HelloFresh, the leading global fresh meals at home provider, grew by 121.3% and reached €438 million net revenue in the first nin months 2016, while improving its adjusted EBITDA margin by 11.1% points to -15.1%.
Global Fashion Group (GFG) increased net revenue by 26.6% to €706 million in the first nine month, with an improved adjusted EBITDA margin of -14.1%. Dafiti, GFG’s Latin American online fashion retailer, improved its adjusted EBITDA margin from -31.8% in the first nine months 2015 to -7.0% in 2016. Middle Eastern online fashion retailer Namshi has reached breakeven in the first nine month of 2016, with an adjusted EBITDA margin of 2.5% for the period.
Online Home & Living company Westwing also improved its adjusted EBITDA margin by 20.5% points to -9.2% during the first nine month of 2016.
Rocket Internet and its companies continue to be well funded, with available cash of €1.6 billion at Rocket Internet and additionally €1.1 billion at the companies, as of the end of October 2016.
Rocket Internet Group’s revenue in the first nine month of 2016 was only €40 million and the consolidated loss was at an impressive €642 million.
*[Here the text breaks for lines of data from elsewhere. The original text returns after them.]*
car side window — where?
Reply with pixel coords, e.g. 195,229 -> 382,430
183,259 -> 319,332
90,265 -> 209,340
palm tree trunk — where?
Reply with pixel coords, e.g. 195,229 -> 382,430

According to Rocket Interent, this development has respectively been impacted by deconsolidation of subsidiaries and impairment related charges of associated companies (in particular related to GFG).
Shortly after Rocket Internet’s uplisting to the Prime Standard on September 26, 2016, the Frankfurt Stock Exchange announced Rocket Internet’s inclusion in the SDAX index, effective as of October 14, 2016.
Oliver Samwer, Rocket Internet’s CEO. stated: “With the uplisting to the Prime Standard, and the subsequent inclusion in the German SDAX, we achieved one of our stated goals. The operating progress accomplished by our selected companies translates into continued growth and much improved margins,”
Startup investing seems to become more impotant for Rocket Internet than company building. The Rocket Internet Capital Partners fund held a third close on October 4, 2016, which took total combined commitments to $869 million. The $127 million incremental commitments were subscribed by third party investors and Rocket Internet (maintaining its 10% stake).
Leaving the improved numbers of the “selected companies” aside, the results for the 3rd quarter of 2016 don’t look very good. So it comes at no big surprise, that Rocket Internet seems to decrease its team size within the Berlin-based headquarters.